Why Hershey And Campbell Soup Are Spending Billions To Gobble Up Smaller Snack Brands

Why Hershey And Campbell Soup Are Spending Billions To Gobble Up Smaller Snack Brands
Maggie McGrath.
There's a feeding frenzy happening in the snack aisle.
Monday morning, legacy food companies The
Hershey Company and Campbell Soup each announced deals to purchase smaller food brands: Hershey is spending $1.6 billion on Skinny Pops owner Amplify Brands, and Campbell Soup is shelling out $4.9 billion on pretzel and chip maker Snyder's-Lance .
For both food behemoths, the acquisitions offer opportunities to gain a deeper hold on the $27.7 billion (and growing) salty snack market.
“Hershey’s snack mix and meat snacks products, combined with Amplify’s Skinny Pop, Tyrrells, Oatmega, Paqui and other international brands, will allow us to capture more consumer snacking occasions by creating a broader portfolio of brands," Hershey CEO Michele Buck said in a statement Monday morning.
In recent years, Hershey has gobbled up the likes of Brookside Foods, Krave Jerky and BarkThins chocolate, but the Amplify acquisition marks the company's largest land-grab to-date, and Buck called it the first acquisition "of scale" in the savory snack category. Hershey is paying $12 per share for Amplify; including net debt and a $76 million make-whole payment, the transaction is valued at $1.6 billion. The confectionery giant is projecting $20 million in annual run-rate synergies over the next two years due to cost-savings and portfolio optimization.
In a sit-down interview with Forbes in November, Buck talked about the importance of growing Hershey into a broader "snacking" powerhouse by way of external acquisitions as well as internal development (which has resulted in products like the new Hershey Gold bar ), and discussed to the rationale that underlies the Amplify deal. "I'd say we have a lot of opportunities in better for you and savory," she said at the time. "We’re always looking for, I’d say, the Millennial generation and what else can we buy that appeals to a lot of those consumers."

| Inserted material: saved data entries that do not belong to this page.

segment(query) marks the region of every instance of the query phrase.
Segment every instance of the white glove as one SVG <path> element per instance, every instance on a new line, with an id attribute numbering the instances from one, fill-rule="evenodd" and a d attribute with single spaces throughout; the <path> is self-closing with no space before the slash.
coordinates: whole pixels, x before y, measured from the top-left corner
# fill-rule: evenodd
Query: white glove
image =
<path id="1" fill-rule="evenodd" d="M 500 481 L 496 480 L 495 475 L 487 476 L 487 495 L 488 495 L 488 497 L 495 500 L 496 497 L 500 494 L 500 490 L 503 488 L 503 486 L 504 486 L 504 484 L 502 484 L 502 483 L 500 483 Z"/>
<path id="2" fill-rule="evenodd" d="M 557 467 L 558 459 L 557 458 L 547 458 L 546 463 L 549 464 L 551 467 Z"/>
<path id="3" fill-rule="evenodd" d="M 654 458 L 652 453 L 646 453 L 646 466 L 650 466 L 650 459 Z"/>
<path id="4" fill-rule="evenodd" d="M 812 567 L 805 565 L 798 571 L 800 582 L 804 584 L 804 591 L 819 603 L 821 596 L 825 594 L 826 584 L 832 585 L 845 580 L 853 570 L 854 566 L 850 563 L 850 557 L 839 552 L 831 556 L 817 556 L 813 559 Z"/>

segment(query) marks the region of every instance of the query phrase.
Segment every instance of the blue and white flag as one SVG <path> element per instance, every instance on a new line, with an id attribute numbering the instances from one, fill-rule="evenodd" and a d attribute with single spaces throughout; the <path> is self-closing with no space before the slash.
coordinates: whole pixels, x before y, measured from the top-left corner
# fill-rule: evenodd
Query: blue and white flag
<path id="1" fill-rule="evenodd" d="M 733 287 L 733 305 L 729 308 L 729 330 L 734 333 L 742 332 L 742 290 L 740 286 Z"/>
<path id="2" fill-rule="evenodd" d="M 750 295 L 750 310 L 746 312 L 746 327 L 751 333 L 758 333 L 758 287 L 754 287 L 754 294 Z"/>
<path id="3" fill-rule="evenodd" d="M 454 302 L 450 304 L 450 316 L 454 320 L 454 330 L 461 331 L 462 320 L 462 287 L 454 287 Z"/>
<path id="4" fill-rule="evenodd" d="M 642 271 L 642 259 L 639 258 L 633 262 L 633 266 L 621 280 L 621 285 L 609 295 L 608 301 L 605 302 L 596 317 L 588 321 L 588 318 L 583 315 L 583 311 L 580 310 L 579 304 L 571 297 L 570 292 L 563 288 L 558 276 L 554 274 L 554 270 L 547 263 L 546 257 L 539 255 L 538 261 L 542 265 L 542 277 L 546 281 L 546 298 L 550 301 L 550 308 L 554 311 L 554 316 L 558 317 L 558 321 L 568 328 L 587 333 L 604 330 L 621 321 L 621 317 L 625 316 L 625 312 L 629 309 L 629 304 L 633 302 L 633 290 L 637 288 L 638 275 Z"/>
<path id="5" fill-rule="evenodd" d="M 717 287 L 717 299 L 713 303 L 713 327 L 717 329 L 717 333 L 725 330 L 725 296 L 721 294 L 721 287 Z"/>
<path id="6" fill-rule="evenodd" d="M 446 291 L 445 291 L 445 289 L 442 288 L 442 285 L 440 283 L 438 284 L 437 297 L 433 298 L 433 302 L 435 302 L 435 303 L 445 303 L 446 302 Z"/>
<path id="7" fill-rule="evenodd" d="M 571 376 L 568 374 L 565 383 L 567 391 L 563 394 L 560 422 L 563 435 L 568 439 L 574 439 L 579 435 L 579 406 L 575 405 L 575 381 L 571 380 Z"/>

According to recent research on the snacking sector, Hershey is wise to focus on these two areas. A new Nielsen analysis found that while consumers are spending more money on snacking as a whole, the growth is concentrated in snacks that are non-GMO (sales of this category have grown 18.2% over the last five years), not-artificially colored or flavored (sales of these have grown 16.2% over the last five years), and salty snacks (which have seen their dollar share grow 6% over the last year and lodged a 3.2% compound annual growth rate over the last five years).
Other metrics from Nielsen show that dollars spent on salty snacks in the U.S. outpace the dollars spent on candy, cheese, nuts, and more:
These numbers also go a long way to explain Campbell Soup's own Monday merger announcement, a $50 per share, all-cash deal for Snyder's-Lance, an entity that recorded $2.2 billion in trailing-twelve month sales (as of September 30) for a suite of goods that includes Snyder’s of Hanover, KETTLE chips, Cape Cod, Pop Secret and more.
“The combination of Snyder’s-Lance brands with Pepperidge Farm, Arnott’s and Kelsen will create a diversified snacking leader, drive sales growth and create value for shareholders," Denise Morrison , Campbell’s CEO, said in a statement Monday morning. "This acquisition will dramatically transform Campbell, shifting our center of gravity and further diversifying our portfolio into the faster-growing snacking category.”
Campbell's said that its existing baked snacks product portfolio generated approximately $2.5 billion in net sales in fiscal 2017; adding Snyder's-Lance to the mix would represent about 46% of Campbell’s annual net sales on a pro forma basis.
Under Morrison's guidance, Campbell's has, like Hershey, pursued a number of acquisitions in recent years. Notably, the company acquired Bolthouse Farms (which sells fresh carrots and juice) in 2012 and Plum Organics in 2013.
"Despite its recent tie-ups, we doubt that Campbell’s thirst for deals has been quenched and expect it will apportion excess free cash flow (which averages in the low double digits as a percentage of sales annually) to make acquisitions," Erin Lash, Morningstar analyst, wrote (presciently) in a note last week.
And if the salty and "better-for-you" snack categories continue their dominance over the rest of the market, Campbell's -- and Hershey, for that matter -- won't be the only legacy food company with an insatiable appetite for smaller snack brands. In other words? The feeding frenzy has only just begun.